Splitting a String
I recently investigated a bug where someone had tried to split a string into space separated words using String.Split in C#. The bug was that the code failed to handle leading/trailing spaces and sequences of more than one space in the string:
var input = " 1 22 3333 ";
var words = input.Split(' ');
foreach (var word in words) Console.Write("[" + word + "] ");
// outputs [] [1] [22] [] [3333] [] []
Not a particularly interesting bug but investigating it did throw up a couple of mildly interesting points. I first thought I would try using Regex.Split but this does not handle the leading/trailing spaces:
var words = Regex.Split(input, " +"); // outputs [] [1] [22] [3333] []

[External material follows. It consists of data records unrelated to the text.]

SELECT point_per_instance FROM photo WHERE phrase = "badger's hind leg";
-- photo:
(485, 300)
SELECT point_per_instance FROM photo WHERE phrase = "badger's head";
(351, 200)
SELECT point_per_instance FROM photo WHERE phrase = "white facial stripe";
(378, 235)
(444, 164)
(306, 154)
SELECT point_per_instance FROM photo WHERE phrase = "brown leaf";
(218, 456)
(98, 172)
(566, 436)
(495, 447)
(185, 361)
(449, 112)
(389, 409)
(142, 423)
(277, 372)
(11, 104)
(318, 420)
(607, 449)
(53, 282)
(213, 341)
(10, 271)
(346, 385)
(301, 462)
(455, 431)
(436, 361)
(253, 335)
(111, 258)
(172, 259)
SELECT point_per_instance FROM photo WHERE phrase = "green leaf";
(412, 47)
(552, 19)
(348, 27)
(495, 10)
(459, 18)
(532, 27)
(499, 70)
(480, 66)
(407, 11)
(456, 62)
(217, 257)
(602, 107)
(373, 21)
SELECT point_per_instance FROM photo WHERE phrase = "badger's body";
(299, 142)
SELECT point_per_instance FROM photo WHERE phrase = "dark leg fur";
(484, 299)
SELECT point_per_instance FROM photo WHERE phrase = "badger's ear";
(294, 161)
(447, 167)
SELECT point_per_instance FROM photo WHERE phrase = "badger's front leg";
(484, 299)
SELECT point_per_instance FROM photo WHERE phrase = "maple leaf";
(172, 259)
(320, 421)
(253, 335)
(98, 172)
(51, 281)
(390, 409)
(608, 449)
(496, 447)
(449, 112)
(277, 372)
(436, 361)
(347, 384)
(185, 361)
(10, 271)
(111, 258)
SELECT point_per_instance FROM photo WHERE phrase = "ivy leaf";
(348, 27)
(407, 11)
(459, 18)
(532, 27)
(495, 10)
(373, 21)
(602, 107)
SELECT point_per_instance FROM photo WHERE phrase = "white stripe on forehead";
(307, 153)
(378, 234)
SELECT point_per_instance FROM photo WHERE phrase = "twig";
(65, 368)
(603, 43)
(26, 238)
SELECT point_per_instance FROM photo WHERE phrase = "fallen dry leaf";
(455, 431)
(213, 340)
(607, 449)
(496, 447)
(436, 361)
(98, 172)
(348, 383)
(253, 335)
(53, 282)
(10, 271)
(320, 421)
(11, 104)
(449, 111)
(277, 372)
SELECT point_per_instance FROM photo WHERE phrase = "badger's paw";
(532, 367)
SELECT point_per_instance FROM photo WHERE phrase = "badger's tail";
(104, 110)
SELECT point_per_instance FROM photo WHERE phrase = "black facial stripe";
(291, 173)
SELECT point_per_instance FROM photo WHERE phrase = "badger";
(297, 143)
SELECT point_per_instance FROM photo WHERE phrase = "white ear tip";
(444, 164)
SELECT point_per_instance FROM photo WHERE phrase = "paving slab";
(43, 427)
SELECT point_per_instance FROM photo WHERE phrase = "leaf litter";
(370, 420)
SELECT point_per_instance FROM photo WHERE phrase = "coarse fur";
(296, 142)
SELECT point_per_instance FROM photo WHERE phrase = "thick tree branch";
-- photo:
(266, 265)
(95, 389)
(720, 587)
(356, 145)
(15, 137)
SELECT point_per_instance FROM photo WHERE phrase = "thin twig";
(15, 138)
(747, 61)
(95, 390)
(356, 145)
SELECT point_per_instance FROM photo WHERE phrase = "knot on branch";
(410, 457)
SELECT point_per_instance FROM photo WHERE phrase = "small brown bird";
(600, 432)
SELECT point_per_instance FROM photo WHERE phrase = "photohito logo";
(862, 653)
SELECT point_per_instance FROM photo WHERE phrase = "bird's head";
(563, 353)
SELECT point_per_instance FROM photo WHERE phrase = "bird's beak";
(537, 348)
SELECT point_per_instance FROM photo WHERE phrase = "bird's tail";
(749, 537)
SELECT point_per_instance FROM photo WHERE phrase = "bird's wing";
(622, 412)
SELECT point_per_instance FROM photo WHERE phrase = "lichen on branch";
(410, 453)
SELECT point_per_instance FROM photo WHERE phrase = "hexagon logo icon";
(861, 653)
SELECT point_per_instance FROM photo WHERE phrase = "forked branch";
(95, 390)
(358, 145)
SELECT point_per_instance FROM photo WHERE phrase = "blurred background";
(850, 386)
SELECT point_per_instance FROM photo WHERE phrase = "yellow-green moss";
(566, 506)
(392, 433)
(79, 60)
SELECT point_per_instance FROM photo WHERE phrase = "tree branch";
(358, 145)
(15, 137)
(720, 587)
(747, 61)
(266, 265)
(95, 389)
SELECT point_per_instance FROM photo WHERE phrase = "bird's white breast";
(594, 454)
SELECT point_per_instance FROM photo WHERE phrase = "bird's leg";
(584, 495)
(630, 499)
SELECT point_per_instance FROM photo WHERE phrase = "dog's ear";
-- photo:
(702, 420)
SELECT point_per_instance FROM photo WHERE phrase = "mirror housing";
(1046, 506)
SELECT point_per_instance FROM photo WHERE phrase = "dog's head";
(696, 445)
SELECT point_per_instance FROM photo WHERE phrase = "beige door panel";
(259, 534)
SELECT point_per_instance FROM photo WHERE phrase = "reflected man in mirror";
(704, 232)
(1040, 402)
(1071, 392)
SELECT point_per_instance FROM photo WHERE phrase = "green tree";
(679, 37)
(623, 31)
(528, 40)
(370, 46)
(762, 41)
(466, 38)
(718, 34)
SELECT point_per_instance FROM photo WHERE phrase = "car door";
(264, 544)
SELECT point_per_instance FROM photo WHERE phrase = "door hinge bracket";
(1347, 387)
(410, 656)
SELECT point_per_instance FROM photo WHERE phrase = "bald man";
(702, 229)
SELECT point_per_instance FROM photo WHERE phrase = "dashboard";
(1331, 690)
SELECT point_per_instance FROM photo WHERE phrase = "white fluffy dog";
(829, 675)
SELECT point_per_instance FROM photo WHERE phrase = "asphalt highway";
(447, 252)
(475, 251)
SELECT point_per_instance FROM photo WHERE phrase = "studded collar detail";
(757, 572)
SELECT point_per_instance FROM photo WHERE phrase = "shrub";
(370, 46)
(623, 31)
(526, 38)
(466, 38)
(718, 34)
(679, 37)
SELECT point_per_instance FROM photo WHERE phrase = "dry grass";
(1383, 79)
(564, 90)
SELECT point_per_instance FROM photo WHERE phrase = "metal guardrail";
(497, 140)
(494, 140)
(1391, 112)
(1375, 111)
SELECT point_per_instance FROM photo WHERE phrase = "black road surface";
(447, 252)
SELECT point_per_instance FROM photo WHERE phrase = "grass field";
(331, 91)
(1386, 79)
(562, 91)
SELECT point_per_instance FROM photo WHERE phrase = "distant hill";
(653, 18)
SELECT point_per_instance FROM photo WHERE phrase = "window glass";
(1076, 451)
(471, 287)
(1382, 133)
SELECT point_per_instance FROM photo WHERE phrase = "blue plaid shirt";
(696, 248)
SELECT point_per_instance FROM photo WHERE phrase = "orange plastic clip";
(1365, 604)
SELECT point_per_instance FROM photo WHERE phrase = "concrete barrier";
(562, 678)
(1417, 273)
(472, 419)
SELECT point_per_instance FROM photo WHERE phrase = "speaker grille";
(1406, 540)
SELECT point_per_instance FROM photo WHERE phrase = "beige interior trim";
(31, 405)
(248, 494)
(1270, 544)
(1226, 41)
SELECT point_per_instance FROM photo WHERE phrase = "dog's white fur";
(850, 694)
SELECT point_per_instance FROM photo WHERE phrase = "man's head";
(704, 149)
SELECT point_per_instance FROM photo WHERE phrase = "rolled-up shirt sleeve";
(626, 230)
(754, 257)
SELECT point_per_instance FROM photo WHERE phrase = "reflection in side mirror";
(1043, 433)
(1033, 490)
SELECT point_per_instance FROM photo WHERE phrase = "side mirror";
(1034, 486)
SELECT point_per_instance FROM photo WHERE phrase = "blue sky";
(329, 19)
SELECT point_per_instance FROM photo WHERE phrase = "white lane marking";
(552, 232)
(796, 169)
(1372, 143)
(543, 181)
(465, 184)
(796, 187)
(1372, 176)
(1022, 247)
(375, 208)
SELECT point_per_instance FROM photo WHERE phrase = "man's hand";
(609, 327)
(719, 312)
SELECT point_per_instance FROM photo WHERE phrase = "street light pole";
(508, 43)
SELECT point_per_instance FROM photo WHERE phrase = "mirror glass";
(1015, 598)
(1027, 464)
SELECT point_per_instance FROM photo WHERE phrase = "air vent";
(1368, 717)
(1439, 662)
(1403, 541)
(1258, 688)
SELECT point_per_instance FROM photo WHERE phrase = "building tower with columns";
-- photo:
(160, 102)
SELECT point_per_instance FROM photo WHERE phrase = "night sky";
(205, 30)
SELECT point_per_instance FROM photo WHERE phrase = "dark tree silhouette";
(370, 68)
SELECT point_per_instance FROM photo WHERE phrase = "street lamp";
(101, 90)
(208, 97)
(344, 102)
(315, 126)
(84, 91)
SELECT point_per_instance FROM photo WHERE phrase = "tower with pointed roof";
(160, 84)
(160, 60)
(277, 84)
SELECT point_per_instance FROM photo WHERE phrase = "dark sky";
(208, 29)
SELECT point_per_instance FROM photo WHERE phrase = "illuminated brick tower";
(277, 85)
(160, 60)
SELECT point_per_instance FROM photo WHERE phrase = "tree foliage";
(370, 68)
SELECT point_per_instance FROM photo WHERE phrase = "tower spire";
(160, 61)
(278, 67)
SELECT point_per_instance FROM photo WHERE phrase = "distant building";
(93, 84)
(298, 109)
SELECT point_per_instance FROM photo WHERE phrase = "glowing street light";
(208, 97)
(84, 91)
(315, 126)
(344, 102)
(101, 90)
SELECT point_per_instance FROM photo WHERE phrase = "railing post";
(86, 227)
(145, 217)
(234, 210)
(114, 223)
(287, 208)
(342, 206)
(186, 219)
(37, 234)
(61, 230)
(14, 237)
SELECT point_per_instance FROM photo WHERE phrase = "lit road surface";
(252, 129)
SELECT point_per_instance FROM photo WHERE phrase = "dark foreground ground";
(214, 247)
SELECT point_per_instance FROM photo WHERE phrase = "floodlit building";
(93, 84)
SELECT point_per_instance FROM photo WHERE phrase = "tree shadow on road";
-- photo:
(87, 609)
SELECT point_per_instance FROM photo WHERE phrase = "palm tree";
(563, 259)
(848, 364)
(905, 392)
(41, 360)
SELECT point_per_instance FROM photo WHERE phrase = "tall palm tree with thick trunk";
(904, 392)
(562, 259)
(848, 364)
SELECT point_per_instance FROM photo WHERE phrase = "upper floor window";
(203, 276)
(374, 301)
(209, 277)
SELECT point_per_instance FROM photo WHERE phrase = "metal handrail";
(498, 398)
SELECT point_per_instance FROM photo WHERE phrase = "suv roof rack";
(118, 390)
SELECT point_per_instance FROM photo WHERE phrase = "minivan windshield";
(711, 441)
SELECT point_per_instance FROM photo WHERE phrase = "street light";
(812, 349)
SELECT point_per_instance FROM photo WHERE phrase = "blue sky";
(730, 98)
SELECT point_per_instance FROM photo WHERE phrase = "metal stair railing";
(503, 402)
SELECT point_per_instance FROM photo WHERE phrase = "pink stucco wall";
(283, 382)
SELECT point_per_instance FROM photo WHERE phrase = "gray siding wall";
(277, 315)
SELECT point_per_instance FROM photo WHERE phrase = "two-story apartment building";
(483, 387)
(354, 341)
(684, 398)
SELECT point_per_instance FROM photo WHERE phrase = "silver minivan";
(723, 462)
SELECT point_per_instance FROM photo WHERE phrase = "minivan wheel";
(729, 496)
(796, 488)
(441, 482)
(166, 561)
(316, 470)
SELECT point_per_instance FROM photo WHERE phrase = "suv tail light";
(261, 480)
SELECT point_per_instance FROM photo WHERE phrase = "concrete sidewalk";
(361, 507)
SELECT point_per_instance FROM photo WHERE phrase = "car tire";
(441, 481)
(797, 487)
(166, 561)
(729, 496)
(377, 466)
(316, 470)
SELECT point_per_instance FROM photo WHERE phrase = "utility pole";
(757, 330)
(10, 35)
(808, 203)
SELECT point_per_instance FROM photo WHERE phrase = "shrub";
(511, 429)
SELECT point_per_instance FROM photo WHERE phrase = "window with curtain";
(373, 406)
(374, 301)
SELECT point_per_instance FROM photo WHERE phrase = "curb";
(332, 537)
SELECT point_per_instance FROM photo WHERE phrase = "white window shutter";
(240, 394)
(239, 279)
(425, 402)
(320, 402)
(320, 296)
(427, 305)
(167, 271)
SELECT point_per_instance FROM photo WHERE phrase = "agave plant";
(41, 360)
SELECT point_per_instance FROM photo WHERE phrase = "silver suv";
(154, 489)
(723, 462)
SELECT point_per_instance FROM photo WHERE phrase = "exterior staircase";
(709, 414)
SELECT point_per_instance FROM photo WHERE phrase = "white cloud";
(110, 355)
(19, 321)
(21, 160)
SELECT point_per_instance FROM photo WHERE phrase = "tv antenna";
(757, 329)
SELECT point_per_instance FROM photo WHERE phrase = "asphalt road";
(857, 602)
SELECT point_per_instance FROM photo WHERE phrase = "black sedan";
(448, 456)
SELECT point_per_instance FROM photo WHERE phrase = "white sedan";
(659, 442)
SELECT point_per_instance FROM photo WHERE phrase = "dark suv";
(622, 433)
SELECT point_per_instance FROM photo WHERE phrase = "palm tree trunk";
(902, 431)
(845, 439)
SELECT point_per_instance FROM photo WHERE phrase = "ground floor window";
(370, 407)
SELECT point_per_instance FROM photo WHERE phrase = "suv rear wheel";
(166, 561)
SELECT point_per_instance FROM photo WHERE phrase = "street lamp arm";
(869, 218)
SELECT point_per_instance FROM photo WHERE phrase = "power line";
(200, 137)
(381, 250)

Ignoring the fact I could just call String.Trim to fix this, I tried using Regex.Matches. The interesting point here is that this doesn't compile:
var words = from match in Regex.Matches(input, (@"[^ ]+")) select match.ToString();
This is because the class MatchCollection, the type returned from Regex.Matches, doesn't implement IEnumerable<T>, only implementing IEnumerable.The fix is to add a cast for the type returned from the MatchCollection enumeration:
var words = from Match match in Regex.Matches(input, @"[^ ]+") select match.ToString();
foreach (var word in words) Console.Write("[" + word + "] ");
// outputs [1] [22] [3333]
The other interesting point is that I noticed there is no ForEach extension in Linq. For example, this doesn't compile:
words.ForEach(word => Console.Write("[" + word + "] "));
I suppose this is the case because Linq is a functional style of programming and so its operators should be side-effect free. ForEach does not fit in with this, its whole purpose being the side-effects it is used for. If you want to use ForEach in this way you can implement your own ForEach extension:
public static class MyExtensions
{
public static void ForEach<T>(this IEnumerable<T> source, Action<T> action)
{
foreach (T item in source)
{
action(item);
}
}
}
Going back to the original problem, I discovered that String.Split takes an option which solves the problem:
var words = input.Split(new char[] { ' ' }, StringSplitOptions.RemoveEmptyEntries);
foreach (var word in words) Console.Write("[" + word + "] ");
// outputs [1] [22] [3333]